Sudah seberapa seriuskah pengembangan dan penggarapan pasar ekonomi syariah di Sumbar, daerah dengan jumlah muslim terbesar dan masyarakatnya yang memegang teguh filosofi ABS-SBK?
Kepala OJK Sumbar Roni Nazra mengatakan kinerja perbankan syariah terus menunjukkan peningkatan yang signifikan, meski dari segi nominal, masih jauh di bawah perbankan konensional.
“Secara presentase pertumbuhannya lebih tinggi jika dibandingkan dengan perbankan konvensional. Data empat tahun terakhir pertumbuhan aset perbankan syariah selalu di atas 12 persen,” ujarnya, Kamis (7/11).

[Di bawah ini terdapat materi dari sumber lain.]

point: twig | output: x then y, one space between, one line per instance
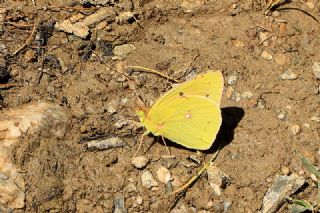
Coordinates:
27 41
144 69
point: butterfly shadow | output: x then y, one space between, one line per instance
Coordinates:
231 116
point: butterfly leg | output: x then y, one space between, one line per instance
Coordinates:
165 144
140 143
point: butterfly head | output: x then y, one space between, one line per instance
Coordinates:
142 113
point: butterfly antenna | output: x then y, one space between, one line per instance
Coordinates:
144 69
165 144
140 144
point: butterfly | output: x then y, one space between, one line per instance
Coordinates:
188 114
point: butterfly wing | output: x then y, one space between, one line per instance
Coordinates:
209 84
191 121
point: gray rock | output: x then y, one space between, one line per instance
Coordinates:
316 69
148 181
217 179
119 205
283 187
139 161
288 75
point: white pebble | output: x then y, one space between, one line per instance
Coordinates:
247 95
316 69
295 129
140 161
148 181
164 175
217 179
288 75
266 55
139 200
315 119
281 116
232 79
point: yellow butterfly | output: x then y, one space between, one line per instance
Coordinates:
188 114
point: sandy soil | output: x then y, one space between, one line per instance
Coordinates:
268 119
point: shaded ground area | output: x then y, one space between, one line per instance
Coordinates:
270 104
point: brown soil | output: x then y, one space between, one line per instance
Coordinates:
179 38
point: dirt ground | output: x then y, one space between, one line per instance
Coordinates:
268 120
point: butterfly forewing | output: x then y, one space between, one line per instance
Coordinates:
191 121
208 85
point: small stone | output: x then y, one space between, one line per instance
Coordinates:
210 204
313 177
217 179
264 36
281 116
281 59
226 205
121 123
139 200
164 175
236 97
285 170
315 119
139 161
284 186
148 181
275 14
123 50
119 206
266 55
247 95
295 129
310 5
316 69
288 75
232 79
229 92
306 125
30 56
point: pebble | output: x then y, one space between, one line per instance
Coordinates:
285 170
139 161
217 179
120 123
288 75
313 177
131 188
295 129
281 116
281 59
148 181
226 205
139 200
263 36
236 97
315 119
123 50
164 175
316 69
232 79
310 5
247 95
119 206
266 55
284 186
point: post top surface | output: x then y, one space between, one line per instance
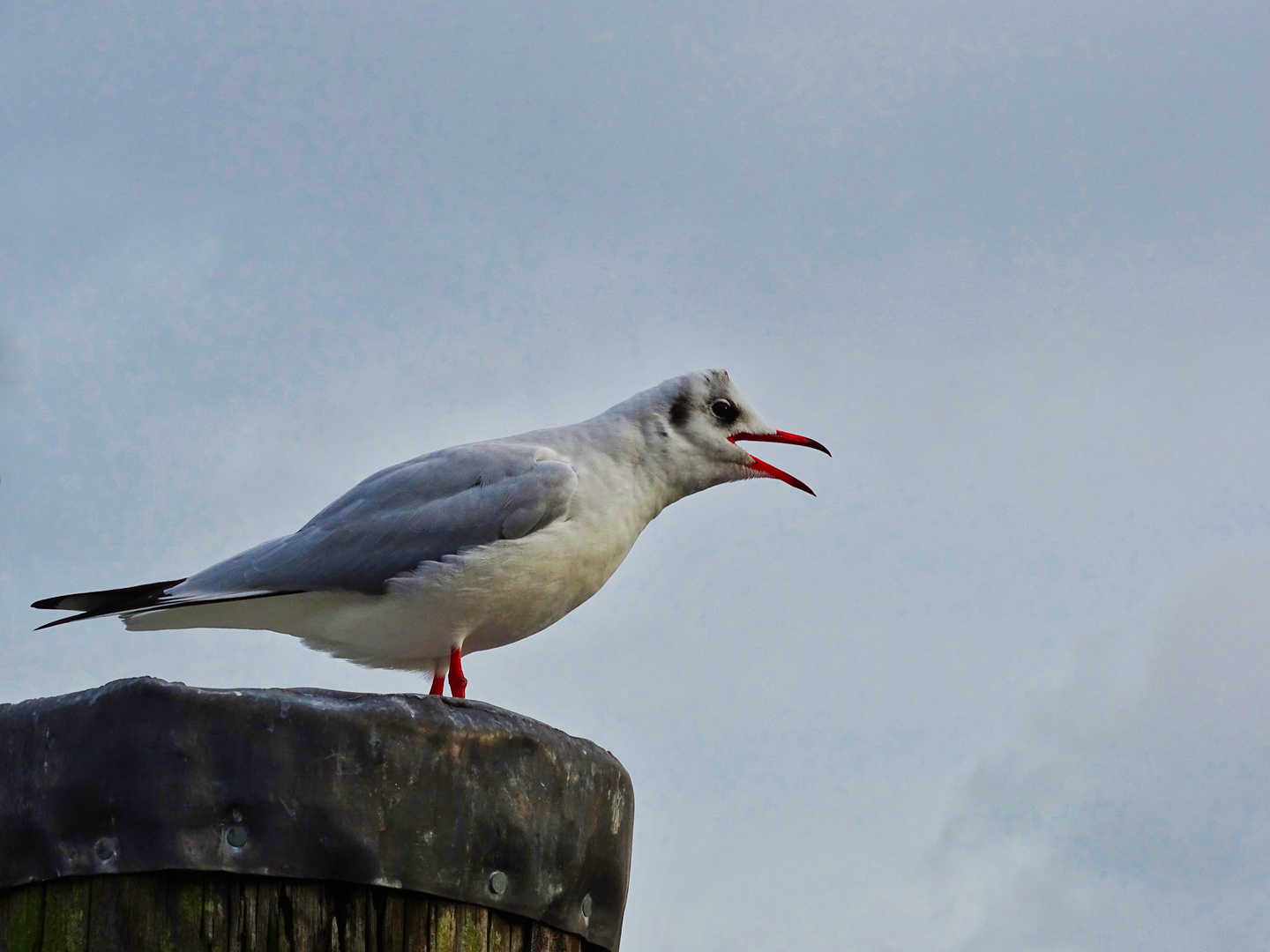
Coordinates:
446 796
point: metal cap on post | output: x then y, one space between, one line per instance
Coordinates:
453 799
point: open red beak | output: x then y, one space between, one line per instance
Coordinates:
780 437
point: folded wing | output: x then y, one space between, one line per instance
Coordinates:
389 524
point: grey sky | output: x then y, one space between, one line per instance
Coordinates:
1001 686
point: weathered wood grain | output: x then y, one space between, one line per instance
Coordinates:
190 911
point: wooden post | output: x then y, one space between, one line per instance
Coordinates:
146 815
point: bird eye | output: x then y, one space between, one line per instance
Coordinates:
724 410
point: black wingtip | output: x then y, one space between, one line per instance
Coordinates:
92 605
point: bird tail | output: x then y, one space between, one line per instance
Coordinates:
93 605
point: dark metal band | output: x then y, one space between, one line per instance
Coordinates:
455 799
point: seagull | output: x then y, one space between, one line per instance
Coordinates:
470 547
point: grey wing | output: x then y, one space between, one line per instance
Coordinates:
421 510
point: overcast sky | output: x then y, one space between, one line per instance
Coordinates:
1004 684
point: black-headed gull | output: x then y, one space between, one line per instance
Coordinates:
470 547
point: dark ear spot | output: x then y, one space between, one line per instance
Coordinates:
680 410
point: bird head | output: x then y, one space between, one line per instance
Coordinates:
703 418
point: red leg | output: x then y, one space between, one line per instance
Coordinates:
458 682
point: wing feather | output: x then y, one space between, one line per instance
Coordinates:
390 524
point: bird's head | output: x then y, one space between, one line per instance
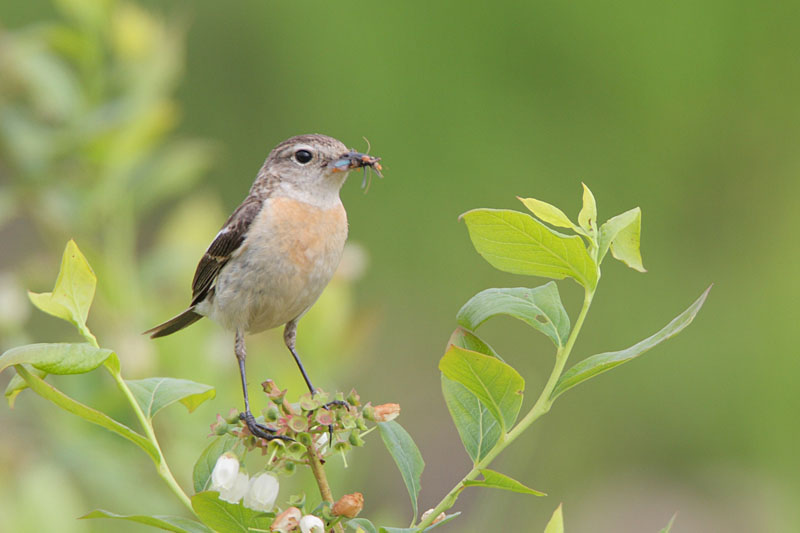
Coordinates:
315 164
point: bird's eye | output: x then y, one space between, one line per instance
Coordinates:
303 156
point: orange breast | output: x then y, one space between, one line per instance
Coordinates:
306 233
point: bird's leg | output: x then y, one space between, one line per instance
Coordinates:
259 430
289 337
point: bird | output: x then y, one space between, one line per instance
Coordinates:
277 252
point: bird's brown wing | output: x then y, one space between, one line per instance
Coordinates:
228 240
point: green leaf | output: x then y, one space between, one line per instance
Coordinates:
466 339
201 474
478 429
497 385
153 394
622 233
547 213
496 480
17 384
597 364
518 243
406 454
446 519
57 358
540 308
74 290
669 525
556 523
176 524
362 525
443 521
587 218
48 392
224 517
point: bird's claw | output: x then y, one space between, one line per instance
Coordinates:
260 430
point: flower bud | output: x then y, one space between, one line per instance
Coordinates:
238 490
286 521
225 471
353 398
349 505
355 439
386 412
262 492
429 512
272 413
312 524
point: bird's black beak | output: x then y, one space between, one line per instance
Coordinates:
351 160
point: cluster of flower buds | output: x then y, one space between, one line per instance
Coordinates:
328 424
292 520
258 493
315 426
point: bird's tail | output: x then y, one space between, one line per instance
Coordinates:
172 325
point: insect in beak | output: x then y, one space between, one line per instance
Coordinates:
353 159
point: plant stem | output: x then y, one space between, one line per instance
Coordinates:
542 406
322 481
162 467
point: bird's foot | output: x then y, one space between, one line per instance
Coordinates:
336 403
260 430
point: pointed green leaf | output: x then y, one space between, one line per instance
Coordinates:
445 520
407 457
478 429
441 522
587 218
518 243
597 364
547 213
669 525
362 525
177 524
74 290
540 308
48 392
497 385
470 341
224 517
496 480
622 233
556 523
17 384
56 358
153 394
201 474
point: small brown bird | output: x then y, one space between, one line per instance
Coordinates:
278 250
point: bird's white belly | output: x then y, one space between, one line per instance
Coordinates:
290 254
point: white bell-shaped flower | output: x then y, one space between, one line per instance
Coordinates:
312 524
225 472
238 490
262 492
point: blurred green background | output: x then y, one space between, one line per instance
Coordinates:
137 127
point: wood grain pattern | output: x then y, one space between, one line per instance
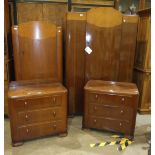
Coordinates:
29 12
143 48
37 51
103 62
127 48
112 44
75 44
93 2
111 108
36 109
54 13
143 81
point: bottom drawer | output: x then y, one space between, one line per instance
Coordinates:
110 124
41 129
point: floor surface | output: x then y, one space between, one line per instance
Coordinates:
78 141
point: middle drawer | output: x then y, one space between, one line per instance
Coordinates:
119 112
36 116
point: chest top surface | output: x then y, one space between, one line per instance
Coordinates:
34 88
112 87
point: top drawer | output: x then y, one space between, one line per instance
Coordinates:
37 103
110 99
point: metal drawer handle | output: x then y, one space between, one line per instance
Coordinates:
54 113
54 99
95 108
27 130
95 121
123 99
122 111
26 116
54 126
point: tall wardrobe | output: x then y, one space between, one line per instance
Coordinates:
98 49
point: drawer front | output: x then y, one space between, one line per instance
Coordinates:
36 116
39 130
110 99
119 112
110 124
37 103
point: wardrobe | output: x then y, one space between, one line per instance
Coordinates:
98 49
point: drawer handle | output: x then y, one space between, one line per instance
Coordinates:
123 99
54 126
54 113
95 108
26 116
122 111
27 130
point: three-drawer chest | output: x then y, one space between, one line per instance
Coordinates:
110 106
36 109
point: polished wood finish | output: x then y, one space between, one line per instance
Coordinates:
37 51
37 108
75 60
93 2
111 59
127 48
53 12
143 82
110 106
103 62
29 12
143 48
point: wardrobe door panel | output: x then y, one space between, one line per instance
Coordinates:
37 51
128 45
75 44
103 37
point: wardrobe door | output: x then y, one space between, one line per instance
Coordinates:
37 51
103 39
128 45
75 60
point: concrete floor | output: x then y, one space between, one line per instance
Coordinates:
78 141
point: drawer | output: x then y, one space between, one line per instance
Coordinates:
110 99
36 116
42 129
37 103
119 112
110 124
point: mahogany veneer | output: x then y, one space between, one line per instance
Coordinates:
111 106
36 109
112 38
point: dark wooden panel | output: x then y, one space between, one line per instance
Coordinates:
29 12
127 48
109 112
103 37
54 13
74 75
32 116
41 129
37 51
143 47
143 81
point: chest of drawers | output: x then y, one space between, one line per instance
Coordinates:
36 110
110 106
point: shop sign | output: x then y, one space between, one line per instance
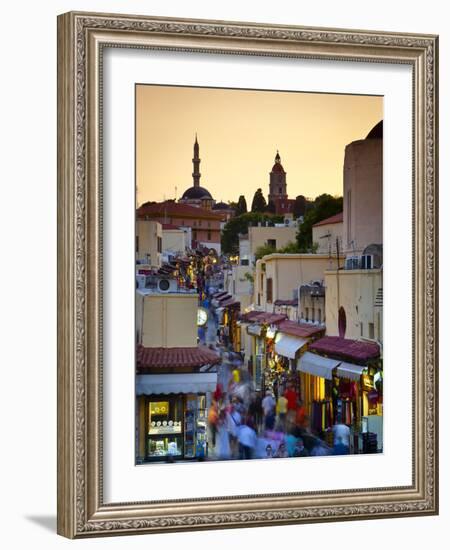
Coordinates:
367 382
160 428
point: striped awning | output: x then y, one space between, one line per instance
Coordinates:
154 384
317 365
254 329
288 346
350 371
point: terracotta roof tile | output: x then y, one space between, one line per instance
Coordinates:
337 218
343 348
169 208
302 330
174 357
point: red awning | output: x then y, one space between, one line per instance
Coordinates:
174 357
301 330
351 350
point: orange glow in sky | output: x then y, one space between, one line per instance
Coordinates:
239 133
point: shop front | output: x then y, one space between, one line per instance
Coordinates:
345 386
172 415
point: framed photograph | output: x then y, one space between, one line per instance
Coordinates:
247 284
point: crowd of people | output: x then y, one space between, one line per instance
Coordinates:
245 424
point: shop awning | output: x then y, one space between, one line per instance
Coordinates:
151 384
317 365
254 329
350 371
287 346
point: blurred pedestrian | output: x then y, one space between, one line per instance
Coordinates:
268 406
341 435
281 451
247 441
223 448
282 404
291 396
213 417
269 451
300 449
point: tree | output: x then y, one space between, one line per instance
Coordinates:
271 207
241 207
264 250
259 202
299 206
323 207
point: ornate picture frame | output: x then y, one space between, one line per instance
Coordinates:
82 38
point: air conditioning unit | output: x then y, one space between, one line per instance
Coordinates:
167 285
352 262
367 261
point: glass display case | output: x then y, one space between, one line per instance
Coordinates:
195 427
165 428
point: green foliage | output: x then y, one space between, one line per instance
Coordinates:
323 207
239 225
290 248
241 207
259 203
264 250
300 206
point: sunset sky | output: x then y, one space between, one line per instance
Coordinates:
239 133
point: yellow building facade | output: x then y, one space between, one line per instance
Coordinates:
166 320
278 276
149 242
355 295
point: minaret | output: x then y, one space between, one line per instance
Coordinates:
196 163
277 185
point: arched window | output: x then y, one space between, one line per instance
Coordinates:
342 322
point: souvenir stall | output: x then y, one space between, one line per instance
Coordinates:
316 374
354 399
173 425
255 330
174 388
230 322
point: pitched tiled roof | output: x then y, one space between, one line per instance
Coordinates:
262 317
170 208
174 357
230 302
337 218
286 302
302 330
343 348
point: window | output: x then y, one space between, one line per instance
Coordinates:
342 322
269 290
349 216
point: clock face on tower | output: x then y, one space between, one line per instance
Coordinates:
202 316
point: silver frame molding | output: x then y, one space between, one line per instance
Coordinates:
81 39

Ia menjelaskan tahun 2021 pertumbuhan aset perbankan syariah di Sumbar (14,13 persen), 2022 (14,61 persen), per Desember 2023 (12,11 persen) dan per Juni 2204 (14,05 persen).
Kemudian penghimpunan DPK meningkat sebesar 13,85 persen (yoy) menjadi sebesar Rp10,31 triliun dan pembiayaan tumbuh 20,96 persen (yoy) menjadi sebesar Rp9,59 triliun.
Dengan rincian pembiayaan untuk investasi Rp1,4 triliun (29,19 persen), konsumsi Rp6,095 triliun (17,24 persen), modal kerja Rp1,9 triliun (27, 78 persen).
Risiko pembiayaan juga masih terjaga dengan rasio NPF 1,59 persen, dan rasio FDR 92,93 persen. (*)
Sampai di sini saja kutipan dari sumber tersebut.